頭をなでなでされて心地よく、羚汰から離れたくない。

「...一緒に入る?」

「あはっ。稜から初めてお風呂に一緒に入ろって誘われて嬉しいけど。俺、病み上がりってゆーか、治りかけ?なんだよねー」

そうだった!!

冗談ではなくて、本当に病人なんだった。

慌てて、羚汰から体を離す。
弱っている羚汰を押しつぶすように体をあずけてしまっていた。

「ベッドで待ってるから」

繋いだ手の指を絡めながら、目を見つめてそう言われて、顔が急激に赤くなるのを感じる。

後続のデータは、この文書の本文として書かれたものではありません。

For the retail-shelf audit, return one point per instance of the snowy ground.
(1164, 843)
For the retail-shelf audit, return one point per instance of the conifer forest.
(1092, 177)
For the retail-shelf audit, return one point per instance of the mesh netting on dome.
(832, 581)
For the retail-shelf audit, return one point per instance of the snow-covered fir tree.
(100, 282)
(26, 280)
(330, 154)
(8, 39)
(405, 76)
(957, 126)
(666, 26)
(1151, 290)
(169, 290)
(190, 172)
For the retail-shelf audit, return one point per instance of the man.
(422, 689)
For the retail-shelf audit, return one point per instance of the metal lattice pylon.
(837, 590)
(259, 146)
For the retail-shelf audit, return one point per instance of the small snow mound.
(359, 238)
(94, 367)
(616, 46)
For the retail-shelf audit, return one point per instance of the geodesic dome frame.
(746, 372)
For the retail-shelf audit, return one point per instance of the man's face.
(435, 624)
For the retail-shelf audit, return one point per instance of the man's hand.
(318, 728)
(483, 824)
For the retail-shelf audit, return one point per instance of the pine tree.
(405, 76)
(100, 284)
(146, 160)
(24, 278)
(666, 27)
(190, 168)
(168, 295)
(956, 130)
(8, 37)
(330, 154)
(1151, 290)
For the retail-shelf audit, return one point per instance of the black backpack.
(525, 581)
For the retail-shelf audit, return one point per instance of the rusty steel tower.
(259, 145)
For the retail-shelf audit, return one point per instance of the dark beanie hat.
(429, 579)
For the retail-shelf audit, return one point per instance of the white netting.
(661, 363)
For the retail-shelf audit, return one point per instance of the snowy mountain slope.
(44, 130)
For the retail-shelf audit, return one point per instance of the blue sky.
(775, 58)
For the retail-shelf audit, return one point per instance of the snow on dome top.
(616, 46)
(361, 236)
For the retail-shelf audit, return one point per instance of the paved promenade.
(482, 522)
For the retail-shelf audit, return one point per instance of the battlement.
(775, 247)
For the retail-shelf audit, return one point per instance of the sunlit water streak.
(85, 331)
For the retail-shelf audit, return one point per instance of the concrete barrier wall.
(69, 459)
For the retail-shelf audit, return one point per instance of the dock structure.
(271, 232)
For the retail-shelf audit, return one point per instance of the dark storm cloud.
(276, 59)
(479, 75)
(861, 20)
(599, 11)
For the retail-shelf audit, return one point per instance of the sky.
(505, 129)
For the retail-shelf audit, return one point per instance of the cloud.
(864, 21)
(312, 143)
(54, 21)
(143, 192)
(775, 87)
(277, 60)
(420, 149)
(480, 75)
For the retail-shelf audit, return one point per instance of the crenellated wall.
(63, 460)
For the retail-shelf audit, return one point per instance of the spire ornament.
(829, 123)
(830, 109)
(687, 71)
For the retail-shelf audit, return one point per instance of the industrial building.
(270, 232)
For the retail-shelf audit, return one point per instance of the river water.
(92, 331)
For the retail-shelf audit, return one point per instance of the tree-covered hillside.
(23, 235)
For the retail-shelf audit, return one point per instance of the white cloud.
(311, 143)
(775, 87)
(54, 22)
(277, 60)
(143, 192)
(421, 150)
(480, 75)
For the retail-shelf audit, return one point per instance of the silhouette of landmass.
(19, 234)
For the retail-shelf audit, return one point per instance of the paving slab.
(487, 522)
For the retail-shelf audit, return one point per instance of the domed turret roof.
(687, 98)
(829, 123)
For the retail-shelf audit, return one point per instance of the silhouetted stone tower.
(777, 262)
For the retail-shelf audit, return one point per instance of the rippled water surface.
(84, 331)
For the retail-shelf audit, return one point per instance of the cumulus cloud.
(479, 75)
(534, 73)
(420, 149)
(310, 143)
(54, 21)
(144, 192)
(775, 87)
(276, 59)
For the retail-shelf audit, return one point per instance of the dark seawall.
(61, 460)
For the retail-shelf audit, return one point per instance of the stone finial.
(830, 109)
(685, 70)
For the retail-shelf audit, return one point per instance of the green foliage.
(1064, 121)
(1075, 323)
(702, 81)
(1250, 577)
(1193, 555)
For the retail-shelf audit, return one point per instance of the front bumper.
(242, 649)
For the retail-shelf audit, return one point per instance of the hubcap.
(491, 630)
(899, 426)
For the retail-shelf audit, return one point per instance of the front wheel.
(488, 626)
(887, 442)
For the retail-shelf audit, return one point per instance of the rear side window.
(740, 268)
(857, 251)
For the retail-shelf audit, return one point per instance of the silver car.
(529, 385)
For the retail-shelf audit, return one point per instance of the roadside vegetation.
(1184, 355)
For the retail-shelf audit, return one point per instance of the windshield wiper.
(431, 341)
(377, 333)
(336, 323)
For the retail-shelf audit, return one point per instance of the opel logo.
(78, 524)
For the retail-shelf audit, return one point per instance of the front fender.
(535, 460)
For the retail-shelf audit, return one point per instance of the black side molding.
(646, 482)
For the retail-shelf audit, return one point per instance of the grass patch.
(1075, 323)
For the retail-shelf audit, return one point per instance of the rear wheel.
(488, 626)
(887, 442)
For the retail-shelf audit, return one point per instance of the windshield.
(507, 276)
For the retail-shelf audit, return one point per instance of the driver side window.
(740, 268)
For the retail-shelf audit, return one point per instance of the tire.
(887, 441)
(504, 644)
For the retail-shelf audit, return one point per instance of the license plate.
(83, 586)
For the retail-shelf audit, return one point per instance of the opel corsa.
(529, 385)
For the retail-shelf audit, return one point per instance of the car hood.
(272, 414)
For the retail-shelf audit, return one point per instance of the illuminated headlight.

「何赤くなってんの。だから、病人なんだって。一緒に寝るだけだよ」

「えっ、...あ、そう、...だよね」

わたわたと慌てる稜に、羚汰がいたずらっぽく笑う。

「...お風呂、入ってくる!」

稜は慌ててそのままお風呂に行った。



風呂から上がると、リビングはもうひっそりとしていて。

大急ぎで歯を磨いて髪を乾かして、寝室に向かう。


ベッドの中はもう寝ているのか、羚汰が静かに呼吸を繰り返している。

薄暗い中、そーっと布団の中に入ると、羚汰の腕が伸びてきて、ぎゅうっと抱きしめられる。

「きゃ!」

「おーそーい!」

いつもの背中からではなく、正面から抱きつかれる。

「そうかな」

「そうだよー!寝ちゃうとこだった」

半ばベッドに押し倒されたような体勢だ。
稜の顔にかかる髪が手のひらで優しくよけられる。

稜も手を伸ばして、羚汰の顔にかかる髪をよけようとするも、重力ですぐ落ちてくる。

羚汰が、ふっと笑って、ベッドに体を横たえてた。

2人で横に向いて向かい合う。

髪を撫でていた手が、産毛を撫でるように頬を伝い、唇に到達する。

そのいつもの指使いに、稜の唇から吐息が漏れる。

キスがしたい。
でも、きっとまたダメって言われちゃうよね。

そう思っていると、そっと顔が近づいて、わずかに唇が触れあうキスを羚汰がした。

そのまま離れていく羚汰を見つめて、もっとしたいのを目で訴える。

「今日はここまで」

そう言いながら、また頭をなでている。